The shareholders of the Company approved the Restructuring by way of special resolution passed through postal ballot on September 23, 2017 and subsequently, the Board of Directors of the Company in its meeting held on October 4, 2017
approved November 1. 2017 to be the effective date of Restructuring

Accordingly, effective November 1, 2017, the Company's RMS business and the Digital business have been transferred on a going concern basis for a consideration of Rs. 61,564 Lakhs and Rs 1,869 Lakhs, respectively, in the form of Company’s
capital contribution in the aforesaid LLPs. Post such restructuring, the Company continues to directly hold 99.99% share in the capital of and in the profits and losses of. each of these LLPs and the entire economic interest as well as control and ownership of the RMS Business and Digital Business remains with the Company post such Restructuring.

4. Share of (loss)/ profit, net, from Limited Liability Partnerships includes the following (loss)/ profit from LLPs. For Table, kindly refer Corporate Announcements on

The aforesaid share of profit/ (loss) from LLPs are after considering amortization of intangible assets and deferred tax liabilities/ assets, arising on account of business restructuring detailed in note 3 above.

5. Represents write back of provision for doubtful advances no longer required

6. As at March 31, 2018, the Company assessed and concluded the carrying value of it's investments in its subsidiaries, to be appropriate, basis the valuation carried out by an external valuer. There is no change in the management's assessment as regards the aforementioned carrying value of its investments in its subsidiaries as at December 31, 2018.

7. Represents provision in respect of withholding taxes deducted /deductible by the overseas customers of the Company.

8. The Company is engaged in the business of software products and related services, which are monitored as a single segment by the Chief Operating Decision Maker, accordingly, these, in the context of Ind AS 108 on Operating Segments Reporting are considered to constitute one segment and hence the Company has not made any additional segment disclosures.

9. Ind AS 115 Revenue from Contracts with Customers, mandatory for reporting periods beginning on or after April 1, 2018, replaces existing revenue recognition requirements.
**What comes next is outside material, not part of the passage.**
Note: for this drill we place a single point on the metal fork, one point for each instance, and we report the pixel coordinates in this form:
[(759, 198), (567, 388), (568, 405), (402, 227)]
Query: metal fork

Under the modified retrospective approach there were no significant adjustments required to the retained earnings at April 1, 2018. Also, the application of Ind AS 115 did not have any significant impact on recognition and measurement of revenue and related items in the financial results.

10. The Board of Directors and the shareholders of the Company in their respective meetings held on July 31, 2018 approved "Subex Employees Stock Option Scheme - 2018" (hereinafter referred to as the "ESOP Scheme 2018") in accordance with all the applicable provisions of the Companies Act. 2013 and the provisions of the Securities and Exchange Board of India (Share Based Employee Benefits) Regulations, 2014 ("SEBI ESOP Regulations") to be administered through Subex Employee Welfare and ESOP Benefit Trust (hereinafter referred to as the "ESOP Trust"). The ESOP Trust was registered as per provisions of Indian Trust Act. 1882 on September 6, 2018 and is authorised to acquire shares of the Company through secondary market for providing such share-based payments to its employees. The ESOP Trust is consolidated in the standalone financial results of the Company and the shares reacquired and held by ESOP Trust are treated as treasury shares and recognised at cost and deducted from other equity.

11. Considering the Restructuring as detailed in note 3 above, the figures of the current quarter and year to date are not comparable to figures of the corresponding previous quarter and year to date figures presented in these financial results.